PS3-13: Re-Identification Risk Associated with Sharing Linked Genomic and Phenotypic Data from the Kaiser Permanente Research Program on Genes, Environment and Health (RPGEH)

Background/Aims It is now understood that conventional de-identification methods such as the HIPAA Safe Harbor standard do not guarantee anonymity of patient records, which may be vulnerable to a variety of attacks aimed at re-identifying confidential information. We present an analytic framework for evaluating these risks quantitatively in order to be able to explicitly balance privacy and scientific utility. As a concrete example, we examine implications for patient privacy of plans to deposit over 70,000 full-genome genotypes and associated clinical data in the dbGaP federally-managed data repository, as a component of a NIH-funded study conducted by the Research Program on Genes, Environment, and Health (RPGEH) at the Kaiser Permanente Northern California Division of Research (KPNC DOR). Risks are examined from multiple perspectives and risk reduction strategies discussed.

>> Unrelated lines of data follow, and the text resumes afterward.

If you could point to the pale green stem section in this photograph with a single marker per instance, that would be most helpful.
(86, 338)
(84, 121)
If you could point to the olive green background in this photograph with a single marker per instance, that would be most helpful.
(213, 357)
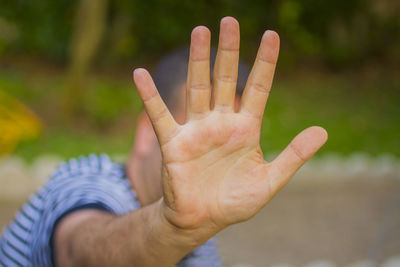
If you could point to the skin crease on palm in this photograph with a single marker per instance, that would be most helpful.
(214, 173)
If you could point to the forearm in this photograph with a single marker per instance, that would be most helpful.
(141, 238)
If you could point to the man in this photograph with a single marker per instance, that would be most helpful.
(213, 173)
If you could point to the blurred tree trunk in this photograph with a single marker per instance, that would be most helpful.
(89, 26)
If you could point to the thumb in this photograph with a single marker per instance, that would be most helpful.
(301, 149)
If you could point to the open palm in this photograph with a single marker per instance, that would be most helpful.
(214, 173)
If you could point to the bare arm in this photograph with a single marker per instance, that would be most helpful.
(140, 238)
(214, 173)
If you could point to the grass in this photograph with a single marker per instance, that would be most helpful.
(360, 114)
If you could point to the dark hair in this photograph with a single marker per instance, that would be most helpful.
(171, 71)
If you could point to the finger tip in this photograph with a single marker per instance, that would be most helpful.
(201, 33)
(229, 20)
(319, 133)
(201, 29)
(138, 72)
(271, 38)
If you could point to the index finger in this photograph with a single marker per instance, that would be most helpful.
(258, 85)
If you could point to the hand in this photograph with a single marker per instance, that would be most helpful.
(214, 173)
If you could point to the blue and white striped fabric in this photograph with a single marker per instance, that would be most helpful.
(87, 182)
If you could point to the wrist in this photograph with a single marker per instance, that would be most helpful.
(183, 236)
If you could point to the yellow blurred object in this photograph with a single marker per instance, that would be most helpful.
(17, 123)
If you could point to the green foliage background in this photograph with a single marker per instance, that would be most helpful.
(338, 68)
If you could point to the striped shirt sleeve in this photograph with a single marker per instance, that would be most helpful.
(86, 181)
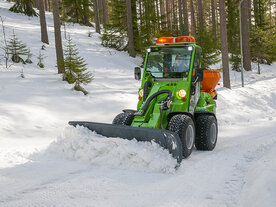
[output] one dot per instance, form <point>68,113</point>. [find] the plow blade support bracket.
<point>166,139</point>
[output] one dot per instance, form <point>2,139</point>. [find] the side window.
<point>197,59</point>
<point>197,62</point>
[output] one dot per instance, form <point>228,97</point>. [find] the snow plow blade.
<point>166,139</point>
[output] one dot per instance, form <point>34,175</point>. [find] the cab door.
<point>195,86</point>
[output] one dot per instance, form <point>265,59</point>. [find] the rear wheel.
<point>206,132</point>
<point>184,126</point>
<point>123,119</point>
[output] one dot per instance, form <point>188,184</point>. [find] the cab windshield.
<point>169,62</point>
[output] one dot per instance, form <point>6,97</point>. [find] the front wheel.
<point>206,132</point>
<point>184,126</point>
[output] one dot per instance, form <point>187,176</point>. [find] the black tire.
<point>206,132</point>
<point>184,126</point>
<point>123,119</point>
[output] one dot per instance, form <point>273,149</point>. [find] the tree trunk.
<point>193,17</point>
<point>185,17</point>
<point>245,36</point>
<point>224,45</point>
<point>97,19</point>
<point>180,14</point>
<point>200,15</point>
<point>249,13</point>
<point>43,25</point>
<point>214,26</point>
<point>58,40</point>
<point>46,5</point>
<point>105,18</point>
<point>85,15</point>
<point>168,14</point>
<point>130,29</point>
<point>162,12</point>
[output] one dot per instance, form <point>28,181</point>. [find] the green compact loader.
<point>176,106</point>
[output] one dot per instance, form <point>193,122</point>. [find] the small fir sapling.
<point>43,47</point>
<point>89,33</point>
<point>5,47</point>
<point>40,60</point>
<point>75,68</point>
<point>16,49</point>
<point>29,55</point>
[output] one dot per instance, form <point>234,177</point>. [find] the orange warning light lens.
<point>185,39</point>
<point>163,40</point>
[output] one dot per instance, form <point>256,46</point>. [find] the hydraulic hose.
<point>146,105</point>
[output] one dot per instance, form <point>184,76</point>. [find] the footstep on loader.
<point>176,106</point>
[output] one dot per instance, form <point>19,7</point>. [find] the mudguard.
<point>166,139</point>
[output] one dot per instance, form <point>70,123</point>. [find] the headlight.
<point>141,93</point>
<point>182,93</point>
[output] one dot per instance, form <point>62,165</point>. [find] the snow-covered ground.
<point>44,162</point>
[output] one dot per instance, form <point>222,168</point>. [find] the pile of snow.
<point>86,146</point>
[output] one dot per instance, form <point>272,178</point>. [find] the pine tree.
<point>24,6</point>
<point>16,48</point>
<point>40,60</point>
<point>29,55</point>
<point>75,68</point>
<point>263,49</point>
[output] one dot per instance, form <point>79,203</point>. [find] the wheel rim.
<point>190,137</point>
<point>213,133</point>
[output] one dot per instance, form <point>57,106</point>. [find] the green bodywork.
<point>151,118</point>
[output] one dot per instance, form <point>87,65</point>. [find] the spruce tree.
<point>75,68</point>
<point>16,48</point>
<point>24,6</point>
<point>40,60</point>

Methods Two analytic approaches are described: (1) “k-anonymization”, which computes risk based only on the distribution of cell sizes in the disclosed dataset; and (2) “k-map” which takes account of the characteristics of potential reference datasets – e.g., voter rolls, disease registries - which may be available to the attacker. Probabilities of re-identification were computed using a random sample of records from actual study participants, and assumed disclosure of the following phenotypic attributes: 5-year age group, sex, race (5 categories) and a set of 22 ICD9-defined common diseases. For method 2, the KPNC EMR was used as a proxy for a highly informative reference dataset.

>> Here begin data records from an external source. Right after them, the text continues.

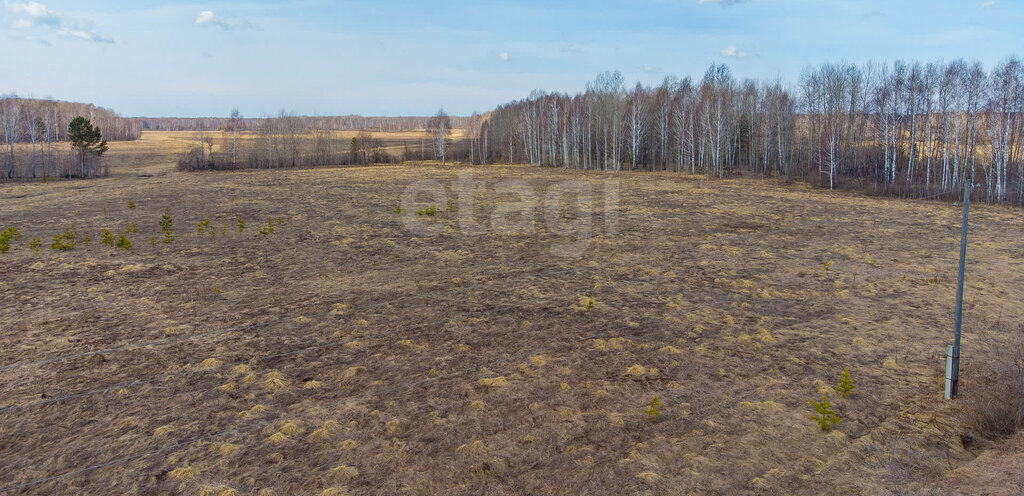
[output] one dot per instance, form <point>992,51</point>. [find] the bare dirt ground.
<point>344,353</point>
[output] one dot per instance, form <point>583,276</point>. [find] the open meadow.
<point>315,337</point>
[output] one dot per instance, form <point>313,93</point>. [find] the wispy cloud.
<point>30,39</point>
<point>208,18</point>
<point>85,35</point>
<point>32,13</point>
<point>724,3</point>
<point>571,48</point>
<point>732,52</point>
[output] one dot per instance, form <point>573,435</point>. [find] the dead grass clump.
<point>993,406</point>
<point>539,360</point>
<point>334,492</point>
<point>499,381</point>
<point>345,472</point>
<point>217,491</point>
<point>327,431</point>
<point>291,427</point>
<point>183,473</point>
<point>274,380</point>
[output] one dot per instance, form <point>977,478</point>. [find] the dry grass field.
<point>346,354</point>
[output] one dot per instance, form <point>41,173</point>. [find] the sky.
<point>389,57</point>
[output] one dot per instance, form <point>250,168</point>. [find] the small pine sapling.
<point>167,225</point>
<point>652,410</point>
<point>825,416</point>
<point>123,242</point>
<point>65,241</point>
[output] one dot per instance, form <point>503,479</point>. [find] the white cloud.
<point>30,39</point>
<point>83,35</point>
<point>724,3</point>
<point>32,13</point>
<point>207,17</point>
<point>732,52</point>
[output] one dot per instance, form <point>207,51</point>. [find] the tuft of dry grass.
<point>737,338</point>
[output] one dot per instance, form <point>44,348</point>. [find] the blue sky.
<point>151,57</point>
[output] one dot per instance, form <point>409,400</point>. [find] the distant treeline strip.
<point>326,123</point>
<point>35,137</point>
<point>906,128</point>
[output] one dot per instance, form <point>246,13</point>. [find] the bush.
<point>845,386</point>
<point>652,410</point>
<point>65,241</point>
<point>123,242</point>
<point>6,236</point>
<point>167,225</point>
<point>268,229</point>
<point>825,417</point>
<point>992,389</point>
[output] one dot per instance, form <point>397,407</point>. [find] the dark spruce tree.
<point>87,140</point>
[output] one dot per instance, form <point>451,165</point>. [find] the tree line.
<point>334,123</point>
<point>904,128</point>
<point>31,130</point>
<point>289,140</point>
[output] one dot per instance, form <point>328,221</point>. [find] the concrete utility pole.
<point>952,353</point>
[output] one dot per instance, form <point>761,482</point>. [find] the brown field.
<point>343,354</point>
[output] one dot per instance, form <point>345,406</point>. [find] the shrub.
<point>123,242</point>
<point>167,225</point>
<point>825,416</point>
<point>652,410</point>
<point>993,389</point>
<point>268,229</point>
<point>65,241</point>
<point>845,386</point>
<point>6,236</point>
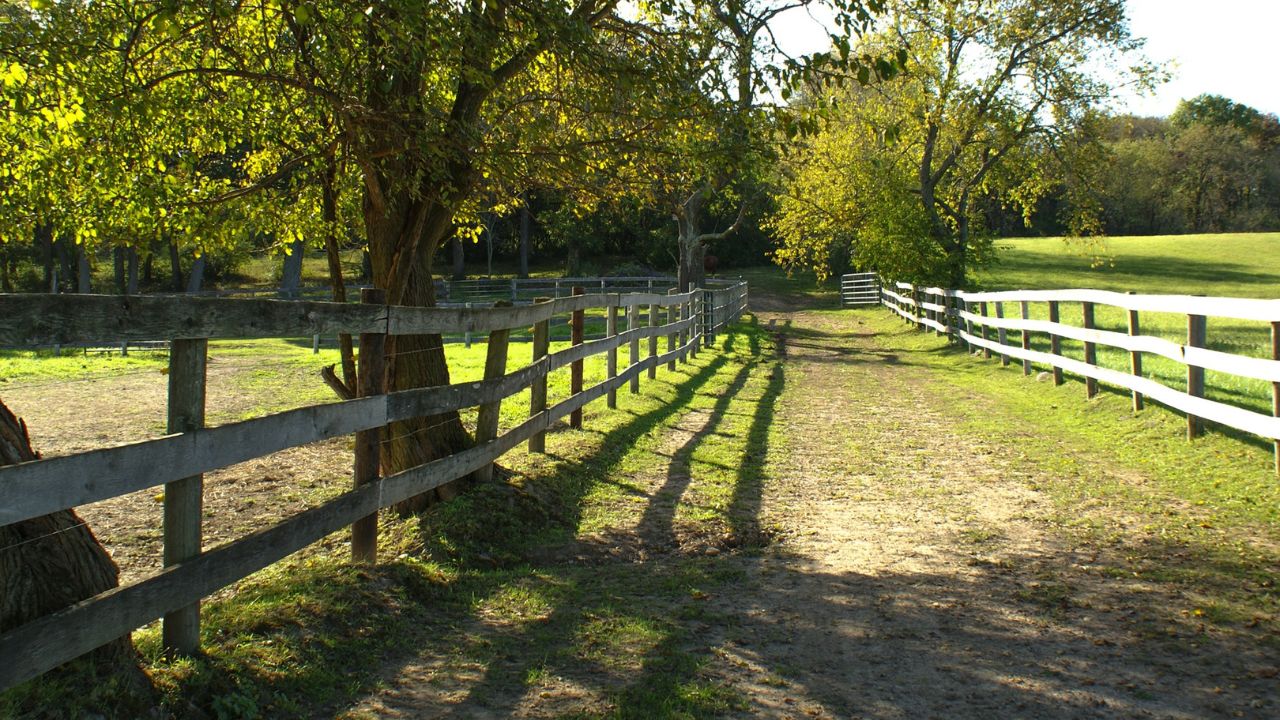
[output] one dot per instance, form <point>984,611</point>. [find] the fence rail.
<point>964,317</point>
<point>689,320</point>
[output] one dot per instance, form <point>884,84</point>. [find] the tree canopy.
<point>1000,104</point>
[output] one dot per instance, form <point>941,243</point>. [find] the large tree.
<point>999,103</point>
<point>743,77</point>
<point>435,110</point>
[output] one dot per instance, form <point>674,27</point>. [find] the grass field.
<point>1230,265</point>
<point>1226,265</point>
<point>481,586</point>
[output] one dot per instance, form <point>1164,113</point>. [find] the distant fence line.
<point>178,460</point>
<point>478,290</point>
<point>973,318</point>
<point>449,294</point>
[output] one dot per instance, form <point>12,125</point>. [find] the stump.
<point>51,561</point>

Results The first method tended to yield very conservative estimates of risk: 9.5% of subjects in the disclosed dataset had unique phenotypic attributes, while 18% were in cells of size <5 and 24% were in cells of size <10. Factoring in characteristics of potential reference datasets, method 2, yielded substantially lower levels of risk: 2% of subjects were distinct, 4% in cells size <5, and 6% in cells of size <10.

Conclusions Assessment of re-identification risk of disclosed genomic-phenotypic data is complex, involving differing stakeholders’ perspectives, attack types, and characteristics of both the disclosed data and the surrounding information environment. However, reasonable assumptions can be made which allow quantitative estimates of risk, and suggest strategies for risk reduction.